The plans were approved by the council’s planning committee at its special meeting to deal with the applications on Monday, July 21.
This included outline permission for a mixed use development in between Barnham, Eastergate and Westergate for up to 1,250 homes, and detailed permission for realignment of part of the A29, including a bridge of the nearby rail line.
The development will include a new three form primary school with nursery and SEND provision, a 60 bed care home, retail and commercial space, 40 hectares of public open space, an Aldingbourne community building, and 15 per cent affordable housing.
It will also include up to 20 hectares of land to Lidsey Rife Parklands, including a cricket pitch and pavilion, as well as contributions to increasing local services such as fire and rescue, police, libraries, and a contribution to Croft Surgery.
The plans cover a section of a strategic site allocated under the Arun Local Plan 2018, for 2,300 homes by 2031 and 3,000 homes in total.
The developers will have to pay the council around £35 million as part of a section 106 agreement between the two.
An agent from the Church Commissioners for England on behalf of the applicant, Southern Consortium, told the committee the total cost of the infrastructure contribution would be around £115million, or £92,000 per home.
The agent also noted that the railway bridge would be completed before 1,100 occupants on the development, with one form primary entry to be open before 600 occupants.

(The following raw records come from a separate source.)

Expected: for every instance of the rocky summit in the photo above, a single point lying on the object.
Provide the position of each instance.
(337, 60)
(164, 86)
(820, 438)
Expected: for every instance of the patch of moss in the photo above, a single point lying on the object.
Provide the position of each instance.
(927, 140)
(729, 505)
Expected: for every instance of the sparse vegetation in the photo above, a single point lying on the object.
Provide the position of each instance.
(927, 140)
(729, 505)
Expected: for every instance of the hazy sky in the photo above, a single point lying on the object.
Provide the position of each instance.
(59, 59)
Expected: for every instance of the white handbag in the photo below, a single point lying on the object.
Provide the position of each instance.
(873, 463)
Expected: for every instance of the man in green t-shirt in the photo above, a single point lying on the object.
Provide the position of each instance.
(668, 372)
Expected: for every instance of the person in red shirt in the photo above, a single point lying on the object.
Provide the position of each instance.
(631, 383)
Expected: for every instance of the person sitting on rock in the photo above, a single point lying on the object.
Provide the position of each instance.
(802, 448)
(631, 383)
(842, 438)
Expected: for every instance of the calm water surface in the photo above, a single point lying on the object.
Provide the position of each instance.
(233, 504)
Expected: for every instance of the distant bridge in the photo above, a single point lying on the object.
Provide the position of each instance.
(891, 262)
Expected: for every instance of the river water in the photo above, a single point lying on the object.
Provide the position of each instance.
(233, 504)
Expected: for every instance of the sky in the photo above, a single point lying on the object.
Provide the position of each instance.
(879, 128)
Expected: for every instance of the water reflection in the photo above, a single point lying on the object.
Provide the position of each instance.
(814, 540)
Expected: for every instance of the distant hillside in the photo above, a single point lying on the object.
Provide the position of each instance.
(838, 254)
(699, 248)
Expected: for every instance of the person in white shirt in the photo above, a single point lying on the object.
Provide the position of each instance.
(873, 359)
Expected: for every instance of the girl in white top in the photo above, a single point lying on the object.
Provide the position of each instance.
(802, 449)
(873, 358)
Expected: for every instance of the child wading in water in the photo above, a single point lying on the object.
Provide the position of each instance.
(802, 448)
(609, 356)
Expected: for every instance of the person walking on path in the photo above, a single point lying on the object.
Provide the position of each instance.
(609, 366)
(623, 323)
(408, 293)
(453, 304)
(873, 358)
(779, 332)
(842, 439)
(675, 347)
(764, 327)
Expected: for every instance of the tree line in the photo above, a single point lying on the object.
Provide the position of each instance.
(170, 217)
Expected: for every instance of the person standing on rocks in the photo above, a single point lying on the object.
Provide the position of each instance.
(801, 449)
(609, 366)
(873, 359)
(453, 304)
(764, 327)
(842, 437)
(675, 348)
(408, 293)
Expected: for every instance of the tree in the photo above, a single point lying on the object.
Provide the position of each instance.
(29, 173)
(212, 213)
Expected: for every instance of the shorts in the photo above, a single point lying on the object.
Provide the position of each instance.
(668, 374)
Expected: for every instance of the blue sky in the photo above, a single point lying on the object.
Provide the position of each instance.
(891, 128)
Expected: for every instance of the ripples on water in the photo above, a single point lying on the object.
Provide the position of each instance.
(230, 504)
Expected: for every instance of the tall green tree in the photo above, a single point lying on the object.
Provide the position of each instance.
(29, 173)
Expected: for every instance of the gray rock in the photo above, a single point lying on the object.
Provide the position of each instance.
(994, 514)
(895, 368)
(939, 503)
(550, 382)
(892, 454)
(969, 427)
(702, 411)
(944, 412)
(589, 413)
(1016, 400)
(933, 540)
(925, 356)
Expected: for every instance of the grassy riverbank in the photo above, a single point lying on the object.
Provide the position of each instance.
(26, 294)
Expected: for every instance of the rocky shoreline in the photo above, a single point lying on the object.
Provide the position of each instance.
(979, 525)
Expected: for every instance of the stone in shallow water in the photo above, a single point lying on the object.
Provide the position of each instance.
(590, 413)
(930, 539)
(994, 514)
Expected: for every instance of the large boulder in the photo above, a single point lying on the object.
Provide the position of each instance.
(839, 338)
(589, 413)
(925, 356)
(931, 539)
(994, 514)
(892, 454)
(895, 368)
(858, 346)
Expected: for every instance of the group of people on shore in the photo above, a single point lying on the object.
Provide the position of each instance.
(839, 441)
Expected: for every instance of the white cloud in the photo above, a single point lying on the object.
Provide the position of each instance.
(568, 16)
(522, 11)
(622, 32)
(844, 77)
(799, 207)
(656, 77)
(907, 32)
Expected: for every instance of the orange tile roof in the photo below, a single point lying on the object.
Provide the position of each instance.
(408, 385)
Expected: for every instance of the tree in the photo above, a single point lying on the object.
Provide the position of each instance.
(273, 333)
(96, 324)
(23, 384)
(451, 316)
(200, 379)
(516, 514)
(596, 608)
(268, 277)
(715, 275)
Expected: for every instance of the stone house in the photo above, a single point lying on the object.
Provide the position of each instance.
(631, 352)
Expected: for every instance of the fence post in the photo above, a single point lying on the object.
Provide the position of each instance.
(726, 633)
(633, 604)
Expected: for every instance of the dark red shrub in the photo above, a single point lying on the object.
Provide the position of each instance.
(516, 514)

Planning committee chair Simon McDougall (Lab, Pevensey) said the A29 realignment is a ‘critical piece of infrastructure’, saying the development would go towards Arun’s obligation to the government’s plans to build 1.5 million homes by 2029.
Vice-chair Sue Wallsgrove (Green, Barnham) said it was a ‘shame’ that grade 1 land was being built on for the development, but that the plans ‘had to come forward’.
West Sussex County Council education submitted a holding objection to the plans over the cost of the secondary school transport for potential new students.
The current contribution according to Arun’s officers is £2.7million for use over 10 years, down from an initial calculation of £5.1million being needed, with officers saying affordable housing would need to be cut if this amount was not lowered.
A speaker from WSCC told the committee that without changes to the funding contributions there were no other sources of funding, and this would put a ‘greater’ tax burden on tax payers.
Aldingbourne, Walberton, and Barnham and Eastergate Parish councils objected to the plans, with 33 objections received from Arun residents, around overdevelopment, flooding, and lack of local services.